Well .... A hypothetical student does have enough resources to
determine whether code you supply, or he/she writes using your tutorial
(1) compiles with a particular C compiler (whichever one he/she is
using) and (2) seems to give correct results for whatever test data
is supplied, by you or the student. Those are useful things to know,
and they are evidence that what's in your tutorial has merit.

But .... Compiling code with a single compiler and testing it
with a limited amount of data doesn't necessarily tell the whole
story, right? Does it imply that the code will compile with any
standard-conforming compiler? Does it imply that the code gives
correct results for other input data?
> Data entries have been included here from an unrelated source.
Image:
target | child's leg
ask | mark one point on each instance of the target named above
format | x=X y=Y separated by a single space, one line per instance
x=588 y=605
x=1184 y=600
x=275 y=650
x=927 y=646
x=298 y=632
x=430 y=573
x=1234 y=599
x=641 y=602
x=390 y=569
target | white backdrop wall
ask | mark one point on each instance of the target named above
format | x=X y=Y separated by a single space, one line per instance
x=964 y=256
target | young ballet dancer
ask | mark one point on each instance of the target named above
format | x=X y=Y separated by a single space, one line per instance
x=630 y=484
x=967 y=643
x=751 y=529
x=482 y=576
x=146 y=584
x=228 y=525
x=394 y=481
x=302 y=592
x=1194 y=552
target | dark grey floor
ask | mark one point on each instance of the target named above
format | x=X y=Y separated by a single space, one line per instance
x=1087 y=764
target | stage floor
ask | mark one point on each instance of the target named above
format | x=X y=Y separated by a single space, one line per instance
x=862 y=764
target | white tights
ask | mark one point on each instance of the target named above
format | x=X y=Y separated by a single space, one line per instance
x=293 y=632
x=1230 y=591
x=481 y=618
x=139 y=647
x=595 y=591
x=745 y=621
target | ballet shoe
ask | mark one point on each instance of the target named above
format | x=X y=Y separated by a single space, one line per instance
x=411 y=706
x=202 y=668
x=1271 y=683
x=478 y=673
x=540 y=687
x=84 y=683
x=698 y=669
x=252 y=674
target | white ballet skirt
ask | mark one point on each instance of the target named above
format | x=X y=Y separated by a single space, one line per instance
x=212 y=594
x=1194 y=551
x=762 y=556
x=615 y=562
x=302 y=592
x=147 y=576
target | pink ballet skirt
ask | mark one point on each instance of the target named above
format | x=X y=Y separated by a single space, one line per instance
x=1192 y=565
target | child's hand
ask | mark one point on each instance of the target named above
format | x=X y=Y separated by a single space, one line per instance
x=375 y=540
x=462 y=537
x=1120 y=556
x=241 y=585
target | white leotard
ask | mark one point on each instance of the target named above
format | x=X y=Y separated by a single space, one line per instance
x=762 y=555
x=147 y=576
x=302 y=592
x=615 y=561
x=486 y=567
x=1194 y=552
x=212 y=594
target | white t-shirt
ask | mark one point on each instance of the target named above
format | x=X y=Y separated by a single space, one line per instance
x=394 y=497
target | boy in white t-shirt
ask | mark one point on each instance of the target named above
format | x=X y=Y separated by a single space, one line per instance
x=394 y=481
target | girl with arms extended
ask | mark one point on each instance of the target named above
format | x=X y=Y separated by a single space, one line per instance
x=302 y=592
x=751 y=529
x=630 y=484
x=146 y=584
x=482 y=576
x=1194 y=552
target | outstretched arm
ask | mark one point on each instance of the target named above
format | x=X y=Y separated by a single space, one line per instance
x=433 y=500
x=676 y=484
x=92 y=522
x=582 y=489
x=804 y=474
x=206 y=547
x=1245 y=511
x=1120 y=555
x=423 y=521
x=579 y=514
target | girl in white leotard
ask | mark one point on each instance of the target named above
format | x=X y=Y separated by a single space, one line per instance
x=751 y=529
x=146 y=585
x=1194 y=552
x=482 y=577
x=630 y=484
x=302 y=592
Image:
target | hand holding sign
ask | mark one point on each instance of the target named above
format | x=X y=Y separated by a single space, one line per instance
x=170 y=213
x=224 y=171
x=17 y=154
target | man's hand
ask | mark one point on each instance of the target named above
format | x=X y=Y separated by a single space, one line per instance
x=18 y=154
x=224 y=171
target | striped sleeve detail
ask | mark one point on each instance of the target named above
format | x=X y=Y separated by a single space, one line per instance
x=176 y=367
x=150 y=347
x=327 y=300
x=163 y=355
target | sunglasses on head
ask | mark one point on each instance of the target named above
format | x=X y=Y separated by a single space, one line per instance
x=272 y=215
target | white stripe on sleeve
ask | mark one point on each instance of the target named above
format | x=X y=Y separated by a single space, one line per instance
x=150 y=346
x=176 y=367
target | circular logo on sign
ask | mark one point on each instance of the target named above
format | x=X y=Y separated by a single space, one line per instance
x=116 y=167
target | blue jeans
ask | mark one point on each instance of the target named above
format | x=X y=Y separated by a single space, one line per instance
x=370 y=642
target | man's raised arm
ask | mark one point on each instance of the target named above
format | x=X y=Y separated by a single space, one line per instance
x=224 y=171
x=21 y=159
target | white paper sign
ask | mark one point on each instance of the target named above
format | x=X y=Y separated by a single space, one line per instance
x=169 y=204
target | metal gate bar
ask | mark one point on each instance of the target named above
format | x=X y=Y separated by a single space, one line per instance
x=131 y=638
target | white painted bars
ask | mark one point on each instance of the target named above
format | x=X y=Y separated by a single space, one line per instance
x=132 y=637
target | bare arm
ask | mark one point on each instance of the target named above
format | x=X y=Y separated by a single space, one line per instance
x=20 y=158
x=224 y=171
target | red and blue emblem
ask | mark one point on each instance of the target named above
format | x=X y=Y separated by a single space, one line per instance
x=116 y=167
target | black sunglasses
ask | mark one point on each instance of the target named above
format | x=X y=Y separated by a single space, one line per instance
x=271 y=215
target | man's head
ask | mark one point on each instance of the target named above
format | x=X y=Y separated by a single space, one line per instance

Does it imply anything about
whether there are better solutions/approaches than what you provide?
These are the kinds of questions about which an expert's opinion
might be helpful.

> In addition a
> student using my CookBook/Matrix as a resource to tell them how to
> program various tasks is a lot more motivated to actually try what
> they read, because after all they had a desire to learn how to
> program a task, and then to actually program it, before they went
> to my CookBook/Matrix to read how to do it.

--
B. L. Massingill
ObDisclaimer: I don't speak for my employers; they return the favor.